I was hanging out with some moms in the playground the other day and I heard one of them say something. It was really hard to hear her with her face all buried in the sandbox (she was playing “Hurricane Marmaduke vs. the Amagansett Dunes” with her toddler) and we were all kind of distracted with our mortars and pestles and fielding calls from Top Tier Private School Brokers. But something told us this was important. The mother rose up. “Parents! We are lost! Who will help us find our one true path?” A shower of feral cat litter fell from her poorly managed hair like a divine light upon us all.
Obviously, this created quite a stir among the moms, at least the ones who weren’t busy sending dirty texts to the hot dads they were having affairs with. After a little debate about whether it was better for moms to work or stay home (that one CFO on her day off totally ruined her gel manicure scratching the homeschooler’s eyes out) we agreed that our savior would have to be a person who had no experience at all with parenting. Who else but a non-parent could have the proper perspective to see just how wrong we all are?
So it was pretty hard for me not to be thinking weird religious thoughts when I saw that piece by Frank Bruni in the Times today. It was like he heard our prayers, and there, from the unsullied vantage point of his Vincente Wolf chair, was able to point out every little flaw with laser precision.
It was like he saw EVERYTHING.
The obsessing over what kids eat, or watch on TV.
The helicopter people.
That whole annoying thing about people thinking parenting is a “thing” and should be done in a certain way, when in the old days people just flailed around and let their kids grow up however and it just kind of worked. Or it worked ok for some people and not for others, but really, is the percentage that much different now anyway?
Some people don’t think Frank is the real savior because all his ideas were already published in earlier articles in the Styles section. But I disagree, because who would ever have time to go back and look in the archives, especially when the Times’ search engine is not that great? This is the 21st century. If you can’t aggregate the message properly, who’s going to have the time to read it? Not all these parents busy with their intricate webs of wrongdoings!
Then there’s that weird part at the end where he acts like actually parents should just “relax” and not worry so much (except I guess about all the annoying things he told them to stop doing?) And that it will all be OK, as long as you didn’t give birth to a lemon in the first place.

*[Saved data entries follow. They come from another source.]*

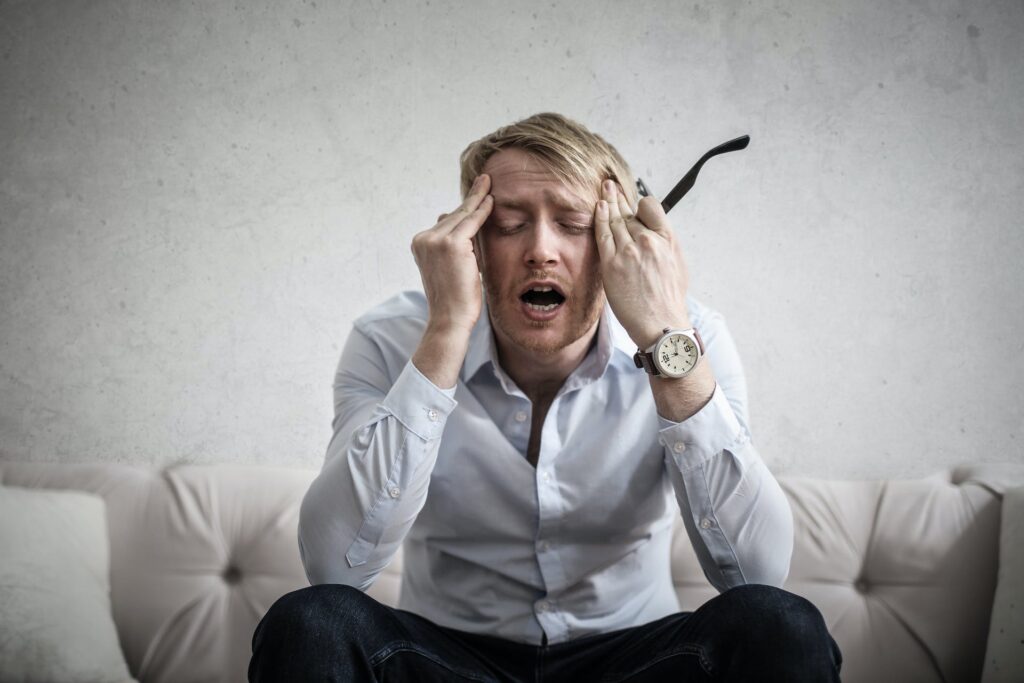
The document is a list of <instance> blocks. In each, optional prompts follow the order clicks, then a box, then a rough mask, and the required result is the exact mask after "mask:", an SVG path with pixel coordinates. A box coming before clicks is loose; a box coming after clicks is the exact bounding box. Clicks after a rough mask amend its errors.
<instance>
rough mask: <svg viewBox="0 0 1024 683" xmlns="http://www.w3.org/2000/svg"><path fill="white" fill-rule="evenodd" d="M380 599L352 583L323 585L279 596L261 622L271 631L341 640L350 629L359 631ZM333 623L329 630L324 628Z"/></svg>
mask: <svg viewBox="0 0 1024 683" xmlns="http://www.w3.org/2000/svg"><path fill="white" fill-rule="evenodd" d="M379 607H380V605H379V604H377V602H376V601H375V600H374V599H373V598H371V597H369V596H367V595H366V594H364V593H362V591H359V590H358V589H354V588H352V587H350V586H341V585H335V584H322V585H317V586H310V587H308V588H303V589H300V590H298V591H293V592H291V593H287V594H285V595H283V596H282V597H281V598H279V599H278V601H276V602H274V603H273V605H271V606H270V609H269V610H267V612H266V615H265V616H264V617H263V620H262V622H260V625H259V630H260V631H265V632H269V633H282V632H285V633H289V634H293V635H294V634H309V635H310V636H314V635H316V634H323V633H330V634H331V635H332V638H335V639H337V638H338V637H341V636H343V635H344V634H345V633H346V632H347V633H351V634H358V633H359V632H360V631H361V629H362V627H364V625H366V624H367V623H368V621H369V620H372V618H373V616H372V612H373V611H374V610H375V609H377V608H379ZM327 625H329V626H330V628H329V629H325V628H324V627H325V626H327Z"/></svg>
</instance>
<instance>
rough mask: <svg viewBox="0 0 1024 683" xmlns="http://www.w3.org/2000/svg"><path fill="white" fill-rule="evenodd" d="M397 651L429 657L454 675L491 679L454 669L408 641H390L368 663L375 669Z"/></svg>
mask: <svg viewBox="0 0 1024 683" xmlns="http://www.w3.org/2000/svg"><path fill="white" fill-rule="evenodd" d="M399 652H412V653H413V654H418V655H420V656H421V657H423V658H424V659H429V660H430V661H433V663H434V664H435V665H437V666H438V667H441V668H442V669H445V670H447V671H450V672H451V673H453V674H455V675H456V676H461V677H462V678H465V679H468V680H471V681H483V682H484V683H486V682H487V681H490V680H492V679H490V678H481V677H480V676H477V675H476V674H472V673H470V672H467V671H463V670H460V669H456V668H454V667H452V666H450V665H449V664H447V663H446V661H444V660H442V659H440V658H439V657H437V656H435V655H434V654H433V653H431V652H427V651H426V650H423V649H422V648H420V647H418V646H417V645H416V644H415V643H411V642H408V641H402V642H396V643H391V644H390V645H387V646H386V647H383V648H381V649H380V650H378V651H377V653H376V654H374V655H373V656H372V657H371V658H370V665H371V667H373V668H374V669H377V668H378V667H381V666H383V665H384V663H385V661H387V660H388V659H390V658H391V657H392V656H393V655H395V654H398V653H399Z"/></svg>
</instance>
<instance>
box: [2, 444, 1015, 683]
mask: <svg viewBox="0 0 1024 683" xmlns="http://www.w3.org/2000/svg"><path fill="white" fill-rule="evenodd" d="M314 475H315V473H314V472H312V471H303V470H293V469H282V468H269V467H239V466H179V467H172V468H169V469H164V470H158V469H151V468H144V467H131V466H119V465H66V464H59V465H57V464H40V463H19V462H0V483H2V484H3V485H5V486H17V487H29V488H57V489H77V490H82V492H90V493H92V494H96V495H98V496H100V497H101V498H102V499H103V500H104V501H105V510H106V519H108V528H109V536H110V553H111V555H110V558H111V566H110V575H111V600H112V607H113V616H114V622H115V623H116V627H117V634H118V637H119V639H120V643H121V648H122V650H123V652H124V657H125V659H126V661H127V665H128V668H129V670H130V672H131V675H132V676H134V677H135V678H136V679H137V680H139V681H143V682H145V683H150V682H158V681H161V682H163V681H167V682H174V683H186V682H188V681H241V680H245V677H246V668H247V665H248V661H249V654H250V641H251V637H252V633H253V630H254V628H255V627H256V624H257V623H258V621H259V618H260V617H261V616H262V614H263V613H264V612H265V611H266V610H267V608H268V607H269V606H270V604H272V603H273V601H274V600H275V599H276V598H278V597H279V596H281V595H283V594H284V593H286V592H289V591H292V590H294V589H297V588H300V587H302V586H305V585H306V579H305V574H304V572H303V570H302V566H301V564H300V562H299V557H298V550H297V545H296V524H297V521H298V507H299V502H300V501H301V499H302V495H303V493H304V492H305V490H306V488H307V486H308V485H309V482H310V481H311V480H312V478H313V476H314ZM780 481H781V483H782V486H783V488H784V489H785V493H786V494H787V496H788V498H790V502H791V505H792V508H793V511H794V516H795V520H796V528H797V539H796V550H795V554H794V558H793V566H792V570H791V573H790V579H788V582H787V584H786V588H787V589H788V590H791V591H793V592H795V593H799V594H801V595H803V596H805V597H807V598H809V599H810V600H811V601H812V602H814V604H816V605H817V606H818V607H819V608H820V609H821V611H822V613H823V614H824V616H825V621H826V623H827V625H828V628H829V630H830V631H831V633H833V635H834V637H835V638H836V640H837V641H838V642H839V644H840V646H841V648H842V650H843V653H844V658H845V664H844V668H843V678H844V680H845V681H847V682H848V683H857V682H858V681H865V682H866V681H870V682H872V683H879V682H881V681H947V682H949V681H977V680H979V679H982V677H983V672H984V680H986V681H1012V680H1016V681H1021V680H1024V633H1022V629H1024V627H1022V622H1021V617H1020V613H1021V612H1020V609H1021V608H1024V588H1022V586H1021V577H1024V567H1022V566H1021V565H1017V566H1016V568H1015V567H1014V566H1013V563H1016V562H1020V561H1021V557H1020V555H1021V553H1020V550H1019V549H1020V548H1021V546H1022V544H1024V536H1022V535H1024V524H1022V523H1018V522H1019V520H1020V519H1021V516H1022V511H1024V488H1020V489H1015V490H1013V492H1012V494H1010V495H1008V496H1006V502H1007V505H1006V506H1004V505H1001V504H1002V502H1004V495H1005V494H1006V493H1007V492H1008V490H1009V489H1010V488H1011V487H1013V486H1017V485H1020V484H1022V483H1024V468H1022V467H1021V466H1004V467H992V466H989V467H977V468H972V467H965V468H958V469H956V470H954V471H950V472H943V473H940V474H937V475H935V476H932V477H929V478H925V479H919V480H887V481H825V480H814V479H806V478H794V477H782V478H780ZM1012 501H1017V502H1015V503H1013V504H1012V505H1011V502H1012ZM1004 507H1006V508H1007V510H1006V511H1005V510H1004V509H1002V508H1004ZM1004 512H1007V513H1008V514H1010V515H1012V516H1011V517H1010V523H1007V522H1004V523H1002V524H1001V525H1000V518H1001V516H1002V513H1004ZM25 522H26V523H32V520H25ZM1000 528H1001V533H1002V535H1004V537H1005V538H1004V540H1002V541H1001V543H1002V544H1004V551H1005V552H1004V553H1002V556H1001V561H1002V567H1001V569H1000V566H999V562H1000ZM1008 535H1017V538H1016V540H1014V539H1011V538H1010V537H1009V536H1008ZM1008 544H1009V546H1008ZM672 562H673V569H674V575H675V578H676V588H677V592H678V595H679V599H680V602H681V604H682V607H683V608H684V609H694V608H696V607H697V606H698V605H699V604H701V603H702V602H703V601H705V600H707V599H708V598H709V597H711V596H712V595H714V590H713V589H712V588H711V587H710V586H709V585H708V584H707V582H706V581H705V579H703V577H702V574H701V572H700V570H699V567H698V565H697V562H696V560H695V558H694V556H693V553H692V550H691V549H690V547H689V543H688V541H687V539H686V536H685V532H684V531H682V528H681V525H680V526H677V536H676V540H675V543H674V546H673V556H672ZM1000 572H1001V573H1000ZM400 573H401V560H400V557H399V558H397V559H396V560H395V561H394V562H393V563H392V564H391V566H389V567H388V569H387V570H386V571H385V573H384V574H383V575H382V577H381V578H380V579H379V580H378V581H377V583H376V584H375V585H374V587H373V588H372V590H371V591H370V593H371V594H372V595H374V596H375V597H377V598H378V599H380V600H383V601H385V602H388V603H391V604H394V603H395V602H396V597H397V593H398V589H399V584H400ZM997 591H998V594H997ZM993 600H994V601H995V604H996V607H997V608H996V609H995V610H994V611H993V609H992V606H993ZM2 618H3V617H2V616H0V620H2ZM990 621H991V622H992V624H993V627H992V629H991V633H990V629H989V624H990ZM986 651H987V652H988V654H987V656H986ZM4 678H5V677H4V676H3V672H2V671H0V680H4Z"/></svg>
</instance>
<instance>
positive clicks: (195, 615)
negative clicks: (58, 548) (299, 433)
mask: <svg viewBox="0 0 1024 683" xmlns="http://www.w3.org/2000/svg"><path fill="white" fill-rule="evenodd" d="M314 475H315V472H312V471H308V470H295V469H288V468H273V467H242V466H230V465H212V466H179V467H172V468H169V469H165V470H160V469H154V468H147V467H136V466H125V465H78V464H51V463H0V480H2V482H3V483H6V484H16V485H22V486H32V487H43V486H45V487H49V488H75V489H80V490H87V492H90V493H94V494H98V495H99V496H101V497H102V498H103V500H104V501H105V502H106V509H108V513H109V514H108V517H109V524H110V539H111V579H112V589H113V590H112V594H111V598H112V601H113V604H114V618H115V621H116V623H117V627H118V631H119V633H120V636H121V642H122V645H123V647H124V652H125V657H126V658H127V660H128V666H129V670H130V671H131V673H132V674H133V675H134V676H135V677H136V678H137V679H139V680H141V681H145V683H186V682H188V681H245V680H246V671H247V668H248V665H249V657H250V655H251V654H252V650H251V643H252V636H253V631H254V630H255V628H256V624H257V623H258V622H259V620H260V618H261V617H262V616H263V614H264V613H265V612H266V610H267V609H268V608H269V607H270V605H271V604H272V603H273V601H274V600H276V599H278V598H279V597H280V596H282V595H284V594H285V593H288V592H290V591H294V590H295V589H298V588H302V587H303V586H308V582H307V581H306V578H305V573H304V572H303V570H302V564H301V562H300V561H299V552H298V541H297V536H296V526H297V522H298V511H299V504H300V502H301V500H302V495H303V494H304V493H305V490H306V489H307V488H308V487H309V483H310V482H311V481H312V479H313V476H314Z"/></svg>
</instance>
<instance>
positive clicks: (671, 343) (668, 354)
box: [654, 334, 698, 377]
mask: <svg viewBox="0 0 1024 683" xmlns="http://www.w3.org/2000/svg"><path fill="white" fill-rule="evenodd" d="M654 357H655V359H656V361H657V366H658V368H657V369H658V372H660V373H662V374H663V375H668V376H669V377H682V376H683V375H685V374H686V373H688V372H690V371H691V370H693V366H695V365H697V358H698V351H697V345H696V343H695V342H694V341H693V340H692V339H690V338H689V337H687V336H686V335H682V334H675V335H670V336H668V337H666V339H665V341H663V342H662V343H660V344H658V345H657V348H656V349H654Z"/></svg>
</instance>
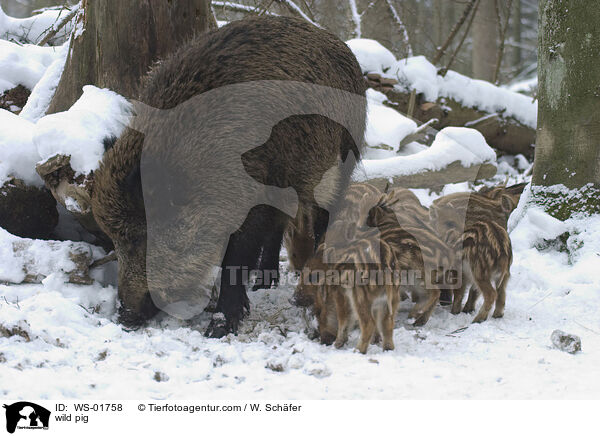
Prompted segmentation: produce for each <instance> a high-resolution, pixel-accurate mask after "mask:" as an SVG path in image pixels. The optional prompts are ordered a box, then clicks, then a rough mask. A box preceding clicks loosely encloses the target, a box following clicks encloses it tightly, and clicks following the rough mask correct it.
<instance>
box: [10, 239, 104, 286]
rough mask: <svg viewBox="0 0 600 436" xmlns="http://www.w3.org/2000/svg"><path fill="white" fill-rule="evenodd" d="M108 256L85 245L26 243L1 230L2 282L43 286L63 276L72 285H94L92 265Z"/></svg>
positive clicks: (31, 242) (59, 241)
mask: <svg viewBox="0 0 600 436" xmlns="http://www.w3.org/2000/svg"><path fill="white" fill-rule="evenodd" d="M104 255H105V253H104V251H103V250H102V249H100V248H98V247H94V246H93V245H89V244H86V243H85V242H71V241H66V242H61V241H40V240H35V239H25V238H19V237H17V236H14V235H12V234H10V233H8V232H7V231H6V230H4V229H0V257H1V258H2V263H1V264H0V282H4V283H16V284H19V283H41V281H42V280H43V279H45V278H46V277H48V276H49V275H51V274H55V273H63V274H65V275H66V276H67V281H68V282H69V283H74V284H82V285H83V284H91V283H92V282H93V280H92V279H91V278H90V276H89V268H90V265H92V263H93V262H94V260H97V259H101V258H103V257H104Z"/></svg>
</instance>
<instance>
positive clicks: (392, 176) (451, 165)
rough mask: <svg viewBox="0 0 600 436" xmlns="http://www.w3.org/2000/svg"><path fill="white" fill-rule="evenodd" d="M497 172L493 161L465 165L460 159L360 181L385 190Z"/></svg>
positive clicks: (458, 178)
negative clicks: (372, 185)
mask: <svg viewBox="0 0 600 436" xmlns="http://www.w3.org/2000/svg"><path fill="white" fill-rule="evenodd" d="M495 174H496V166H495V165H494V164H491V163H484V164H478V165H473V166H470V167H465V166H463V165H462V164H461V163H460V162H459V161H455V162H452V163H451V164H450V165H448V166H447V167H444V168H442V169H440V170H437V171H424V172H420V173H415V174H403V175H398V176H392V177H375V178H371V179H369V178H368V177H367V178H366V179H364V180H360V182H369V183H370V184H372V185H374V186H376V187H377V188H379V189H381V190H384V189H385V187H386V186H388V185H389V186H390V187H392V188H433V189H436V188H440V187H443V186H444V185H447V184H449V183H461V182H471V181H475V180H480V179H489V178H491V177H493V176H494V175H495Z"/></svg>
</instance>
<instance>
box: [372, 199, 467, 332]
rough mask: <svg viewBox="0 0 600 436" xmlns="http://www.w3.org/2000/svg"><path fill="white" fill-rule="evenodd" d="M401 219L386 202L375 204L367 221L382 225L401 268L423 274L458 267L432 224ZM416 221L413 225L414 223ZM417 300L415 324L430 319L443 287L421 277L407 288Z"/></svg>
mask: <svg viewBox="0 0 600 436" xmlns="http://www.w3.org/2000/svg"><path fill="white" fill-rule="evenodd" d="M407 222H408V224H404V223H402V222H400V221H399V220H398V218H397V215H396V214H395V213H394V212H393V211H392V210H391V208H389V207H387V206H386V205H385V204H378V205H377V206H375V207H374V208H372V209H371V210H370V212H369V215H368V218H367V225H369V226H371V227H378V228H379V230H380V231H381V239H382V241H385V242H386V243H387V244H388V245H389V246H390V247H391V248H392V250H393V251H394V253H395V255H396V262H397V265H398V268H399V269H400V270H404V271H413V272H419V274H420V275H421V277H422V278H424V277H426V276H427V275H431V274H434V273H440V271H441V272H442V273H445V272H446V271H449V270H454V269H455V267H456V257H455V254H454V253H453V251H452V250H451V249H450V248H449V247H448V245H447V244H446V242H445V241H443V240H442V239H440V238H439V236H438V235H437V233H436V232H435V231H434V230H433V228H431V227H430V226H429V225H428V224H425V223H421V222H420V221H419V220H416V221H413V220H407ZM411 224H412V225H411ZM407 290H408V291H409V292H410V293H412V295H413V301H416V302H417V304H416V305H415V306H414V308H413V309H412V310H411V312H410V314H409V317H410V318H413V319H415V322H414V325H416V326H420V325H424V324H425V323H427V321H428V320H429V318H430V317H431V314H432V312H433V310H434V309H435V305H436V303H437V302H438V300H439V297H440V293H441V290H440V289H437V288H435V289H426V286H425V282H424V281H423V280H422V279H421V280H419V281H418V282H416V283H414V284H413V285H411V286H410V287H409V288H408V289H407ZM424 292H425V293H427V295H428V297H427V299H426V300H424V301H419V295H420V294H421V293H424Z"/></svg>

Because maybe everything you’re doing is irrelevant and your kids just are who they are, so maybe you should just give up and focus on something else, like food or politics.
It’s a little confusing, but then, what major spiritual doctrine is not without its contradictions? I am just grateful to have the opportunity to spread the gospel here, on such a special day, to all of you. You can ignore it if you want, but don’t call me from the gates of Parenting Hell. Wait, make that Parent Hell. Parenting wasn’t even a verb until a couple of decades ago.